Error Codes, again...

One of the tech writers in my group just asked a question about documenting error codes.

I've written about my feelings regarding documenting error codes in the past, but I've never actually written about what it means to define error codes for your component.

The critical aspect of error codes is recognition of the fact that error codes are all about diagnosibility.

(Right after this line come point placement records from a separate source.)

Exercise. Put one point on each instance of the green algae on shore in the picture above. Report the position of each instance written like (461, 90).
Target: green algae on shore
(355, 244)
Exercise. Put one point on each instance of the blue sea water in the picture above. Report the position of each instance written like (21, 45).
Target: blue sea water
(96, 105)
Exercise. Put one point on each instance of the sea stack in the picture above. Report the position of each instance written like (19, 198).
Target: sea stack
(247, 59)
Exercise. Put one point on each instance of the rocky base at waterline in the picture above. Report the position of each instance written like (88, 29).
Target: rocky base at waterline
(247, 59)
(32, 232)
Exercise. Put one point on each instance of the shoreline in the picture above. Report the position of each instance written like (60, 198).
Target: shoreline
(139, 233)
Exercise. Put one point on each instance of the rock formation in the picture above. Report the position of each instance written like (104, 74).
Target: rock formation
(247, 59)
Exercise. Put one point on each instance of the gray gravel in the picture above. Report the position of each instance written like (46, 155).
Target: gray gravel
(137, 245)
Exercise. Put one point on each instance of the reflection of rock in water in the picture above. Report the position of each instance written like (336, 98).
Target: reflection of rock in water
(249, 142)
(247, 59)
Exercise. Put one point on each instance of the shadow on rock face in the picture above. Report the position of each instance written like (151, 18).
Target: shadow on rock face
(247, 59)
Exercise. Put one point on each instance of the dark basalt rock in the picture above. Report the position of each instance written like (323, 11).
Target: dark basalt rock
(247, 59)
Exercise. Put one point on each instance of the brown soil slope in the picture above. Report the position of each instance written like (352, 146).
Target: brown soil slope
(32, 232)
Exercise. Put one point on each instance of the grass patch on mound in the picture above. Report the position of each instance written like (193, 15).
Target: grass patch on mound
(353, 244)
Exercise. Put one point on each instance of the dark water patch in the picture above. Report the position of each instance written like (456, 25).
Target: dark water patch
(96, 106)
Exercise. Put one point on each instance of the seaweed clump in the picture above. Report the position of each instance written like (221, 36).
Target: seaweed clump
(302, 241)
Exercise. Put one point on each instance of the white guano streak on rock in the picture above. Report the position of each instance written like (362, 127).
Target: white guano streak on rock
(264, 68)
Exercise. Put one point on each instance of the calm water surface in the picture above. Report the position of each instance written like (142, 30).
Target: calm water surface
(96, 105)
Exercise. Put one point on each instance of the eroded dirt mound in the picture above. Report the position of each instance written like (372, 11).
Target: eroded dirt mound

They're about providing enough information to someone to figure out the cause of a problem.  This is true whether you use error codes or exceptions, btw - they're all mechanisms for diagnosing failures.

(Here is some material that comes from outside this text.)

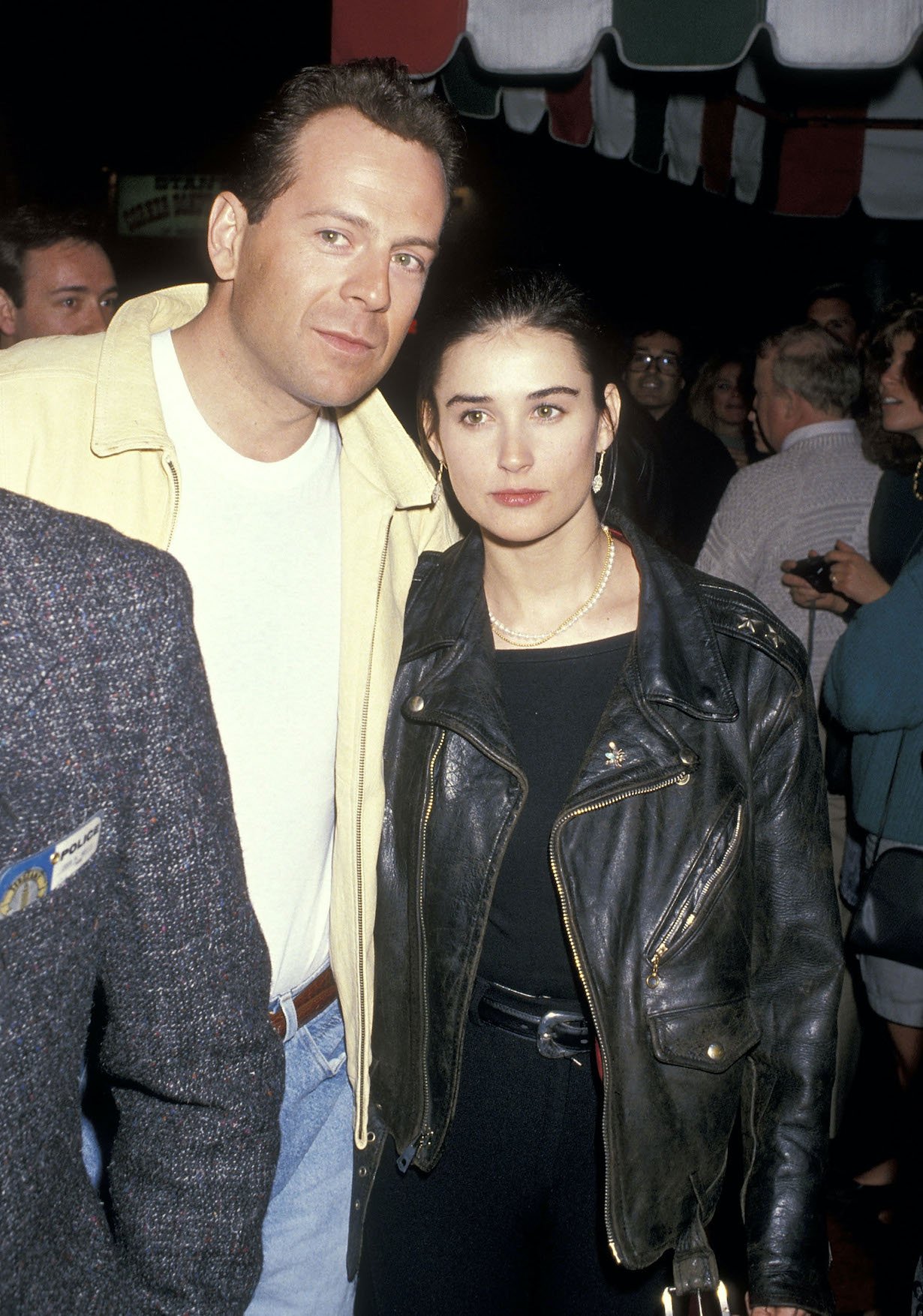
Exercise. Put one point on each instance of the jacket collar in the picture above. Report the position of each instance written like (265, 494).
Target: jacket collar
(677, 658)
(128, 407)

Error codes serve two related purposes.  You need to be able to provide information to the developer of an application that allows that developer to diagnose the cause of a failure (or to let the developer of an application determine the appropriate corrective action to take in the event of a failure).  And you need to be able to provide information to the user of the application that hosts your control to allow them to diagnose the cause of a failure.

The second reason above is why there are APIs like FormatMessage which allow you to determine a string version of system errors.  Or waveOutGetErrorText, which does the same thing for the multimedia APIs (there's a similar mixerGetErrorText, etc).  These APIs allow you to get a human readable error string for any system error.

One of the basic requirements for any interface is that you define the errors that will be returned by that interface.  It's a fundamental part of the contract (and every interface defines a contract).

Now your definition of errors can be simple ("Returns an HRESULT which defines the failure") or it can be complex ("When the frobble can't be found, it returns E_FROBLE_NOT_FOUND").  But you need to define your error codes.

When you define your error codes, you essentially have three choices:

  1. You can choose to simply let the lower level error code bubble up to your caller.
  2. You can choose to define new error codes for your component.
  3. You can completely define the error codes that your component returns.

There are pros and cons to each of these choices.

The problem with the first choice is that often times the low level error code is meaningless.  Or worse, it may be incorrect.  A great example of this occurs if you mess up the AEDebug registry key for an application.  The loader will attempt to access this registry key, and if there is an error (like an entry not found), it will bubble the failure up to the caller.  Which can result in your getting an ERROR_FILE_NOT_FOUND error when you try to launch your application, even though the application is there - the problem is that the AEDebug registry key pointed to a debugger that wasn't found.  But bubbling the failure up has killed diagnosibility - the actual problem had to do with the parsing of a registry key, but the caller has no way of knowing that.  This is also yet another example of Joel's Law of Leaky Abstractions - the lower level information leaked to the higher level.

The problem with the second choice is actually that that it hides the information from the lower level abstraction.  It's just the opposite - sometimes you WANT the abstraction to leak, because there is often useful information that gets lost.  For instance, in the component on which I'm working, RPC_X_ENUM_VALUE_OUT_OF_RANGE, RPC_X_BYTE_COUNT_TO_SMALL, and a couple of other RPC errors are mapped to E_INVALIDARG.  While E_INVALIDARG is reasonably accurate (these are all errors in argument), RPC returned specific information about the failure that hiding the error masks.  So there has been a loss of specificity about the error, which once again hinders diagnosability - it's harder to debug the problem from the error.  On the other hand, the errors that are returned are domain specific.

The third choice (locking down the set of error codes returned) is what was done in my linked example.  The problem with this is that it locks you into those error codes forever.  You will NEVER have an opportunity to change them, even if something changes underneath.  So when the time comes to add offline storage to your file system, you can't add a "tape index not found" error to the CreateFile API because it wasn't one of the previously enumerated error codes.

The first is a recipe for confusion, especially when the lower level error codes apply to another domain - what do you do if CreateThread returns ERROR_PATH_NOT_FOUND?  The third option is simply an unmitigated nightmare for the long term viability of your system.

My personal choice is #2, even with the error hiding potential.  But you need to be very careful to ensure that your choice of error codes is appropriate - you need to ensure that you provide enough diagnostic information for a developer to determine the cause of the failure while retaining enough domain specific information to allow the user to understand the cause of the failure.

Interestingly enough CLR Exceptions handle the leaky abstraction issue neatly by defining the Exception.InnerException property which allows you to retain the original cause of the error.  This allows a developer attempting to diagnose a failure to see the ACTUAL cause of the failure, while allowing the component to define a failure that's more germane to its problem domain.